Es obvio que en el s. XXI hay que ir a la tele, lo que parece afirmarse en forma creciente a partir del avance del krichnerismo y la reforma de la ley de medios es una disputa por el propio formato de la política, que la oposición parece no poder resolver. Otro tanto podría decirse sobre el fracaso de las formas neocorporativas, como es el caso de los “agrocandidatos” o el triunfo  del gobierno nacional en el campo. No hace falta ser Antonio Gramsci para saber que es perfectamente posible que las patronales puedan expresar los reclamos de los productores en tanto tales (nivel corporativo), y fracasar en su salto a la política. En cualquier caso, también se muestra la reversibilidad de los “significantes flotantes”, el campo dejó de ser un espacio de identificación política y, por suerte, vuelve a su naturaleza geográfica. Al menos por ahora.

Hagan sus apuestas. ¿Qué esperar de lo que viene? Es difícil decirlo, pero parece que a grandes rasgos las cartas están echadas. Sin dudas, la principal apuesta de la oposición parece ser Binner. Su liderazgo, armado e identidad progresistas (liberal-democrática) evoca aires de renovación política y parece tener el campo desbrozado para aumentar su caudal de votos. El peligro de quedar entrampado en la matriz discursiva del gobierno o de los medios hegemónicos es grande, pero si lo sortea con éxito puede inaugurar una nueva etapa, con una fuerza más dispuesta ideológicamente y forzada por la contundencia de los números, a tener otro tipo de diálogo con las iniciativas del gobierno.

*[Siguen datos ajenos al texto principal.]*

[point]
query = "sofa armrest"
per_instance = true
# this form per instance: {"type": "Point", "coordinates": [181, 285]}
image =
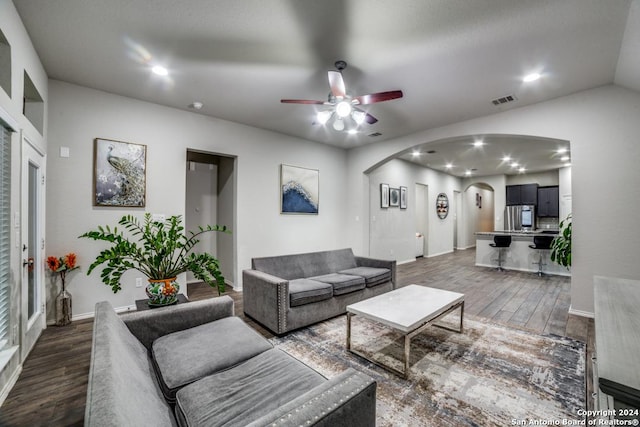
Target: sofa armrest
{"type": "Point", "coordinates": [378, 263]}
{"type": "Point", "coordinates": [266, 299]}
{"type": "Point", "coordinates": [348, 400]}
{"type": "Point", "coordinates": [149, 325]}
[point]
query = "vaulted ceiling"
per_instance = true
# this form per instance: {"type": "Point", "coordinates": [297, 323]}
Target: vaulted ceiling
{"type": "Point", "coordinates": [238, 58]}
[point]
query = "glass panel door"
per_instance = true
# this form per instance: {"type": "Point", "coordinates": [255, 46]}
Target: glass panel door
{"type": "Point", "coordinates": [32, 242]}
{"type": "Point", "coordinates": [32, 224]}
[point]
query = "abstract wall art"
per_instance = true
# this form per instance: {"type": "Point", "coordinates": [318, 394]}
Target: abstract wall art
{"type": "Point", "coordinates": [300, 188]}
{"type": "Point", "coordinates": [119, 173]}
{"type": "Point", "coordinates": [384, 195]}
{"type": "Point", "coordinates": [394, 197]}
{"type": "Point", "coordinates": [403, 197]}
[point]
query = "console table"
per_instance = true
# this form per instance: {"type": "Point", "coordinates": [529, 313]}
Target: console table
{"type": "Point", "coordinates": [617, 361]}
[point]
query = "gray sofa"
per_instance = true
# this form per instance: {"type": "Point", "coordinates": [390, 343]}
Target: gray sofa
{"type": "Point", "coordinates": [196, 364]}
{"type": "Point", "coordinates": [288, 292]}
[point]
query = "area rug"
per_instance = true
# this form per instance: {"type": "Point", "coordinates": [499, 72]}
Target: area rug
{"type": "Point", "coordinates": [489, 375]}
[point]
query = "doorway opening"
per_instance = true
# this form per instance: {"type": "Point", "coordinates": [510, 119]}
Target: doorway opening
{"type": "Point", "coordinates": [211, 200]}
{"type": "Point", "coordinates": [422, 220]}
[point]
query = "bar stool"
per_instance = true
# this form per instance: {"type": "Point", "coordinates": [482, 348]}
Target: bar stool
{"type": "Point", "coordinates": [541, 244]}
{"type": "Point", "coordinates": [500, 242]}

El caso de Alfonsin es el más complejo. Atrapado por la falta de resultados en una apuesta al pragmatismo, se debate entre acercar posiciones discursivas al electorado de centroizquierda o profundizar la disputa con Duhalde por derecha. Macri, Felipe Solá y ahora Alfonsín podrían contar las dificultades y sorpresas que deparan a los desprevenidos los armados  con De Narvaez. En cualquier caso, las reacciones críticas de Storani y el encolumnamiento de un sector del partido con Stolbitzer (el caso de Malagamba en La Plata y otros), indican que, a la salida de las elecciones, sean cual fueren los resultados, le espera la eterna e irresuelta interna de la UCR en la provincia de Buenos Aires. En gran medida, la historia de esa interna explica el derrotero de la fuerza del ’95 a la fecha.

El caso de Duhalde es fácil y previsible. De no mediar ninguna catástrofe, es esperable que se consolide con un caudal de votos aceptable -siempre y cuando no haya una remotada de Rodríguez Saa- para volver a intentar ubicarse estar en la primera línea de una negociación a dos bandas con Scioli o Macri después del 11 de diciembre. Pero esa es otra historia.